When we pulled out of the hotel parking lot, the temperature was 50 degrees and the seat heater felt awfully good. It was overcast for several hours and since we were at 5,000 ft., visibility was limited and some of the hill tops were in the clouds. By the time we got to Arizona, the sun had come out and the temperature was up to 90 degrees. Ahhhhh.
We drove through Albuquerque and on west, into a lot of desolate areas. Along the way we saw a few small towns and what appeared to be a lot of poverty…rusting singlewides and dilapidated wooden houses in clusters here and there. It would be really easy to come to the conclusion that the people in these areas have no interest or motivation to keep up their homes and their land, for it seems like, whenever they are finished with something, whether it be a house, car, truck, or anything else, they just abandon it wherever it stands and let it fall apart or rust to death. We saw falling-down houses and junk everywhere. Sad.
As we drove on, the elevation varied between 5500 ft. and 7000 ft. But the temperature remained constant. The desert, on the other hand, was constantly changing. Sometimes it was tan dirt with small sage bushes peppered about and a few dark evergreens on flat land that went on for miles and miles. At other times, the dirt was gray and the land was rutted like a dried up river bed. And at times the ground was covered with yellow grass, mixed with silver green sage. I thought about Karen, and how she would really like this color palate. In Arizona the topography was more interesting and the colors brighter. Plateaus rose majestically out of the ground and displayed various shades of pink and orange and gray in horizontal striations, with green plants on top. At one point one plateau extended westward for miles and it seemed to sprout lines of mesas out of its side like fingers, side by side in straight lines. And later in the day, rock formations were everywhere, huge, round, smooth, orange eruptions from the ground below. Beautiful.
We passed New Mexico’s Land of Fire and Ice, a place on the Continental Divide, where exists the Bandera Volcano near the Ice Cave. We didn’t have time to stop, but we did see a lot of black lava rock along the road. And we saw a lot of mines in the hillsides. They mine coal in the Navajo Reservation. We saw a big power facility where the coal is utilized to produce energy, and we saw the trains that bring the coal to the plant. Yes, like last year, we saw A LOT of trains. The tracks were always out there, and the trains were almost constant, sometimes to our left, and sometimes on the right side of the road, loaded with tractor trailers and containers piled one on top of another.

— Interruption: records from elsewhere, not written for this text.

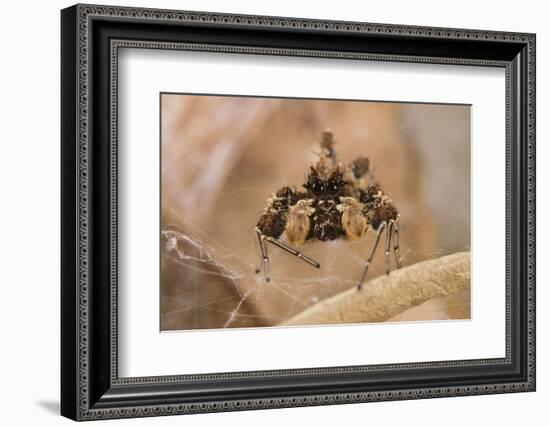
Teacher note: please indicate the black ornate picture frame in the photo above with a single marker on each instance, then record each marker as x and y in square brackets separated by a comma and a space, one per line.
[91, 387]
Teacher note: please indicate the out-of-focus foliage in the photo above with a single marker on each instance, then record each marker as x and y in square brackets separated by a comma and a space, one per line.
[222, 157]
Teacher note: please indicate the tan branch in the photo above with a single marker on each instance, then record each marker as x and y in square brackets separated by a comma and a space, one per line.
[384, 297]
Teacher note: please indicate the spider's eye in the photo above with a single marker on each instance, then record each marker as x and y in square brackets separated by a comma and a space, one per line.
[333, 186]
[317, 187]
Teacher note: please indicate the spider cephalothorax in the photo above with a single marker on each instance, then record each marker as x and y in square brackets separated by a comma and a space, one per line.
[337, 202]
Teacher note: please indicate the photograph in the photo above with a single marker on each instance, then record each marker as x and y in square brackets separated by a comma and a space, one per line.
[280, 212]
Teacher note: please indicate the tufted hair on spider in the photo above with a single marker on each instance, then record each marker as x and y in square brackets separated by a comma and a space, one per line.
[336, 202]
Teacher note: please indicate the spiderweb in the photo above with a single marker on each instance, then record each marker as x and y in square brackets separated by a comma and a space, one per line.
[208, 285]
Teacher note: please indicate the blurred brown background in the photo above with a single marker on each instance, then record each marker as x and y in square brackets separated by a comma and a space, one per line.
[222, 157]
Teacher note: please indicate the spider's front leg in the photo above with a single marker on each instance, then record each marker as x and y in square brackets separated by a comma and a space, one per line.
[287, 211]
[381, 227]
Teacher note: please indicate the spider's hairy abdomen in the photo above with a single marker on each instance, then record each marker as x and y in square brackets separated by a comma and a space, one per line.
[298, 222]
[272, 222]
[382, 213]
[326, 221]
[354, 222]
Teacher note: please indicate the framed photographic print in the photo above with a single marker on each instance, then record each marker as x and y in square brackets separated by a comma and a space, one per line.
[263, 212]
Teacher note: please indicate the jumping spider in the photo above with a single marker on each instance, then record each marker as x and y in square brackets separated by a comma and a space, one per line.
[336, 202]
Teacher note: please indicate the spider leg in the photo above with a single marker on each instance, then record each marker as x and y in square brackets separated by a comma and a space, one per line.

As we approached Flagstaff, we rounded a mountain and on the other side were tall green trees, lots of them, and grass and plants. It became another world. We checked into our hotel in the late afternoon and made plans for tomorrow, when we visit the Grand Canyon. And I ended the day reflecting on the beauty that is our country, the USA.
- comments
scott Coal is by far the #1 train haul in the U.S. by carload. As the summer approaches and electricity demands rise, more coal is burned; only recently has natural gas fallen to a price that competes with coal. While Obama's administrative policies have damaged the U.S. coal industry, causing bankruptcies and consolidation, the vast resources in the U.S. are finding their way to China. Which then of course waft their way back over and fall in California rain. Pollution symmetry. Ok, now that I bored to death anybody that read that, great blog! More pictures please! Super pics today.

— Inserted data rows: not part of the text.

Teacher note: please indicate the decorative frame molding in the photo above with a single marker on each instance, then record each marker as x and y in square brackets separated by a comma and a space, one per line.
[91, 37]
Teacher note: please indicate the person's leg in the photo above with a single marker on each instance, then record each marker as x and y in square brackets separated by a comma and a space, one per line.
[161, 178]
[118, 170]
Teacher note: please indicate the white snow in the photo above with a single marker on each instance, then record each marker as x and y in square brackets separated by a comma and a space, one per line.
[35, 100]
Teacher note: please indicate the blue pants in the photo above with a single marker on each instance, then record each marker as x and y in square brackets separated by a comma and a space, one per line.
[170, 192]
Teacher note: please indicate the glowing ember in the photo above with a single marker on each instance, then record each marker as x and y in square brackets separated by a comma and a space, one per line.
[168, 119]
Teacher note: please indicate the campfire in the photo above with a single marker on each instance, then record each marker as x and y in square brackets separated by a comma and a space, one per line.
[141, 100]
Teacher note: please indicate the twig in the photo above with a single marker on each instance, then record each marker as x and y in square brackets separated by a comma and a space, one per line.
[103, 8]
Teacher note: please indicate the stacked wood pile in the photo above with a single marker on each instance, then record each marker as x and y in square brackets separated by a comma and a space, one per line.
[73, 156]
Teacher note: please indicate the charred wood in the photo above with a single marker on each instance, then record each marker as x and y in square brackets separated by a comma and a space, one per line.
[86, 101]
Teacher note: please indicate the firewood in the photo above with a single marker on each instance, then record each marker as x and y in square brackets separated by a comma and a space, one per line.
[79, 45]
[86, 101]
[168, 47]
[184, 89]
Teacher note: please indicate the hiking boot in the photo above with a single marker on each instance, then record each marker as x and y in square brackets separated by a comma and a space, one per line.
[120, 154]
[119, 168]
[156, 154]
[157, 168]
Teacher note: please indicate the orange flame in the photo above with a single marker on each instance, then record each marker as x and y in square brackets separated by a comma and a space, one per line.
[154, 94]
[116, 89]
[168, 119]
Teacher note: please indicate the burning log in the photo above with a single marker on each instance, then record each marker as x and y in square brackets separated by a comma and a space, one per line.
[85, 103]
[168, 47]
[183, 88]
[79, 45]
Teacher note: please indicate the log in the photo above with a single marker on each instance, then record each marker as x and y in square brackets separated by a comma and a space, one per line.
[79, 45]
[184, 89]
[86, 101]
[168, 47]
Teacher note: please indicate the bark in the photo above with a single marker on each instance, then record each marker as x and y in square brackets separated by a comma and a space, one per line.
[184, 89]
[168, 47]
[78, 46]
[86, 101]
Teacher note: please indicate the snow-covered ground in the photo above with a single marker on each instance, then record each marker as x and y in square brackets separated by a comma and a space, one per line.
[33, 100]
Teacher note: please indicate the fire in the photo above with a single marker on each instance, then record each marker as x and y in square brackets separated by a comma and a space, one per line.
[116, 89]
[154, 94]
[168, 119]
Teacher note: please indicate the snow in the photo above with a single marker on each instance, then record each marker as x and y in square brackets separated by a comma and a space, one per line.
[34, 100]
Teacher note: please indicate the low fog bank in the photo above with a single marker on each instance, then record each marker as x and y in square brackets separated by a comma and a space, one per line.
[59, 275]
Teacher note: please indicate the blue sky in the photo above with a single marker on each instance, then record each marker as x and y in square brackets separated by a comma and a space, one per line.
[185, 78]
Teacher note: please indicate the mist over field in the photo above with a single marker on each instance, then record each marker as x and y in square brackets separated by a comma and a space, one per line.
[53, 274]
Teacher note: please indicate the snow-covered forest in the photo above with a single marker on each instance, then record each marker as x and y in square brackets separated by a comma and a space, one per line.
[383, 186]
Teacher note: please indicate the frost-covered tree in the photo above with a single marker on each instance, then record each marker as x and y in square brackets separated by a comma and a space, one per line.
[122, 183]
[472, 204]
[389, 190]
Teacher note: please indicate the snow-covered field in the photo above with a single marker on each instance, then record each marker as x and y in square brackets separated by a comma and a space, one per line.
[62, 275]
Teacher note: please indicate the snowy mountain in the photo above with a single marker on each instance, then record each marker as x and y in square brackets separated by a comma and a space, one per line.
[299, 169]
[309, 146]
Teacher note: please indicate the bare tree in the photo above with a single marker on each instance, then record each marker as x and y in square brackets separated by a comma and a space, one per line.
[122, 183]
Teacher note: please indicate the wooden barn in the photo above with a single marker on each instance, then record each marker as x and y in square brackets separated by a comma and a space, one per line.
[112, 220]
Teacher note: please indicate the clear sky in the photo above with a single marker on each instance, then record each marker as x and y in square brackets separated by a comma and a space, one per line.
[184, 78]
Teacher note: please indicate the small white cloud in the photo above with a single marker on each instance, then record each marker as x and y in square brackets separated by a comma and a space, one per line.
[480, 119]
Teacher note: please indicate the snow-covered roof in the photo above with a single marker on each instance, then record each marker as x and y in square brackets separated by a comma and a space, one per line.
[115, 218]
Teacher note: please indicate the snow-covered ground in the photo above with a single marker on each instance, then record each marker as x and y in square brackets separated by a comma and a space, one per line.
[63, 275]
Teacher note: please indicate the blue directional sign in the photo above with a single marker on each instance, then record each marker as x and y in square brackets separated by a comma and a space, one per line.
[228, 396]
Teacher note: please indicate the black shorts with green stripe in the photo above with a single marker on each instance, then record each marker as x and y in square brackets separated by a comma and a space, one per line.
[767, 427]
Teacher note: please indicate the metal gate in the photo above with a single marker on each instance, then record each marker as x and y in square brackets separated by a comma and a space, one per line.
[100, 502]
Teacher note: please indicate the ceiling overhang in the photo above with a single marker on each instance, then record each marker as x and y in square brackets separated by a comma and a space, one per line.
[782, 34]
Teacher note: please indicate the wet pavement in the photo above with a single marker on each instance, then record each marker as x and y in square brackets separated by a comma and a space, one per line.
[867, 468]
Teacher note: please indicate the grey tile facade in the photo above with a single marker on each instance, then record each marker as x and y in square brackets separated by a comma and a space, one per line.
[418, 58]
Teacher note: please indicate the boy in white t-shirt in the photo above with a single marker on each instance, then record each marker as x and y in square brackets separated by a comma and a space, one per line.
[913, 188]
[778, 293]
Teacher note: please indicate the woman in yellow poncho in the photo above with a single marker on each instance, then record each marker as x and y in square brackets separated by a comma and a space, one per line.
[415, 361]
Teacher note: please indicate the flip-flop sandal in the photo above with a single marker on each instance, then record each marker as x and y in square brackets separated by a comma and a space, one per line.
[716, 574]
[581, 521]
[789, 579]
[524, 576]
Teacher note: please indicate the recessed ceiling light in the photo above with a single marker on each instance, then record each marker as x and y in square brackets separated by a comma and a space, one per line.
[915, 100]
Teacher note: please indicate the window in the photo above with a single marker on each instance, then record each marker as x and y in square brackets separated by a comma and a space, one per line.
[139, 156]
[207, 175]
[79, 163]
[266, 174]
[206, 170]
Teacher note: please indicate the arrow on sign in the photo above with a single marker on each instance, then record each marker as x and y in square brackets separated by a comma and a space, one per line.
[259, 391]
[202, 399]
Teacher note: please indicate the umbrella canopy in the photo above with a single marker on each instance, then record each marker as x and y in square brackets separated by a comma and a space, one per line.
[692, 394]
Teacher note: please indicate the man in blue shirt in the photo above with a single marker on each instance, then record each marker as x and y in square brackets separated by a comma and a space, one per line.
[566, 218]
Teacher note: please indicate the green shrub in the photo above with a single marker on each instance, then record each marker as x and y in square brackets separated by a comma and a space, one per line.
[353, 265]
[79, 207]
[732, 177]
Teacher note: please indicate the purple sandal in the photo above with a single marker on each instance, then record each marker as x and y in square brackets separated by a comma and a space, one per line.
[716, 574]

Jan & Neil Thanks Scott for the politics info! Interesting! I am enjoying the scenery as you discribe things, having been there once myself. It brings back a lot of memories. Hope you enjoy the impressive Grand Canyon. I agree with Scott more pictures PLEASE.
Pat and Andy The scenery descriptions are luscious and makes me anxious to start our trip now rather than next year. OKC must have been heart-wrenching. Stay safe!
Art You are finally back to a state that I have been to! here in VA, we see the coal trains all the time, moving coal from the mountaints to Newport News to ship it to Europe. Of course a good bit of it goes to electric plants in the east.